Did you know ... | Search Documentation: |
Pack logicmoo_nlu -- ext/regulus/PrologLib/CorpusTools/ngram_tools_doc.txt |
Basic scheme:
tokenize_sents_in_file(+InFile, +OutFile)
Tokenizes sents in InFile and puts results in OutFile. InFile may have been created by the utilities for cleaning and sentence-tokenizing French data.
Both files are UTF-8.
extract_ngrams(+InFile, +TmpFile, +SortedTmpFile, +OutFile)
:-
InFile is a tokenized file produced by tokenize_sents_in_file/2.

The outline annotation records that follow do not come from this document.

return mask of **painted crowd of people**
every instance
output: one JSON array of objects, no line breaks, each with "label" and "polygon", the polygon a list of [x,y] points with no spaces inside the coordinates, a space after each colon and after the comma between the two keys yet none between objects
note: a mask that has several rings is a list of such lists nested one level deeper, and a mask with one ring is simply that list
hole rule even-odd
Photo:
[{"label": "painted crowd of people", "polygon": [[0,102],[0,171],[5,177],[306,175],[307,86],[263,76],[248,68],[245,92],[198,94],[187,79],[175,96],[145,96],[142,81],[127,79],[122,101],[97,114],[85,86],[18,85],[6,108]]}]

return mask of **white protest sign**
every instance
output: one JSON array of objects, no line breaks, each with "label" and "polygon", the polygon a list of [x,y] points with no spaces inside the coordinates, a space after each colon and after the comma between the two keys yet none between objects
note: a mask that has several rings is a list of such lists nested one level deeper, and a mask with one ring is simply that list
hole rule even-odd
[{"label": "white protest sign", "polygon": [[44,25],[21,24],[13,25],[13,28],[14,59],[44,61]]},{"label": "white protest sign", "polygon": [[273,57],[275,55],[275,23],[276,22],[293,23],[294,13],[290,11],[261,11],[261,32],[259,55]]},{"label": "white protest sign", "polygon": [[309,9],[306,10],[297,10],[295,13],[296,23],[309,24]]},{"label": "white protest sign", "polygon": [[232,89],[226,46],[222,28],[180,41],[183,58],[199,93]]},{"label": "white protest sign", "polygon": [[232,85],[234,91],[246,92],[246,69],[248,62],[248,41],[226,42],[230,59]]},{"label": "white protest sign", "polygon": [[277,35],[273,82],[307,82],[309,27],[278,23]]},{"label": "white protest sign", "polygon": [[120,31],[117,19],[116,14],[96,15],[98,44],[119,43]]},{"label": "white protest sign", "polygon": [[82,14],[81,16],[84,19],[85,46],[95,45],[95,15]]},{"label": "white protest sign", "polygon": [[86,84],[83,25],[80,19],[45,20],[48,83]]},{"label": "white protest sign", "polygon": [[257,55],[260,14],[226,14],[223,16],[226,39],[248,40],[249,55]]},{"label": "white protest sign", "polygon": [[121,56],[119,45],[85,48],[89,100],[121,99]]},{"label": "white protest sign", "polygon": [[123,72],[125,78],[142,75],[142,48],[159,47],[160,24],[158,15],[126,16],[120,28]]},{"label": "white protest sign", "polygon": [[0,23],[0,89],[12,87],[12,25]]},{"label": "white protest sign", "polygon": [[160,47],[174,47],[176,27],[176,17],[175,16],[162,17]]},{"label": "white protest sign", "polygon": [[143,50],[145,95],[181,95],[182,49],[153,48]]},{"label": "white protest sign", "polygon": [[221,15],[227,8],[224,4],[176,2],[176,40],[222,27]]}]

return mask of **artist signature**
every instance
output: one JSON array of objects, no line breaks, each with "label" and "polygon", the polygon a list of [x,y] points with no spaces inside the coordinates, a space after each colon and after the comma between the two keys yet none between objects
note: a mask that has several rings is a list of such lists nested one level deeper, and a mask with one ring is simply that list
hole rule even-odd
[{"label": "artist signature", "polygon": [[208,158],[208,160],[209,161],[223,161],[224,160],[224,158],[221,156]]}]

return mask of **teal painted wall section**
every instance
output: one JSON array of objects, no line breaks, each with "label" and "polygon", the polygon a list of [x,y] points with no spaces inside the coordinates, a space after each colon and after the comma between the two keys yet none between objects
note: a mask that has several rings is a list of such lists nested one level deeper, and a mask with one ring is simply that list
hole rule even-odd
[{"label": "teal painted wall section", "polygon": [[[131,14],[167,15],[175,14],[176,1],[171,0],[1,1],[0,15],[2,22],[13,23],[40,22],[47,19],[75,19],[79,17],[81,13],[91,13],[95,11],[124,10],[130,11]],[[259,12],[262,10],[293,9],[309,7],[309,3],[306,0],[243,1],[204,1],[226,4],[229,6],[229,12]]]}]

TmpFile and SortedTmpFile are temporary working files.
OutFile is a sorted file associating ngrams with counts.
All files are UTF-8.
normalise_ngram_file(+InFile, +OutFile)
InFile is a sorted ngram/count file produced by extract_ngrams/4.
OutFile is an ngram/frequency file.
combine_normalised_ngram_files(+InFile1, +InFile2, +OutFile)
InFile1 and InFile2 are ngram/frequency files.
OutFile is an ngram/frequency file which combines them.
order_combined_ngrams(+InFile, +FilterPred, +OutFile)
InFile is an ngram/frequency file.
FilterPred is a predicate defined in this file which may hold of an n-gram
OutFile is a sorted ngram/frequency file containing the elements for which FilterPred holds.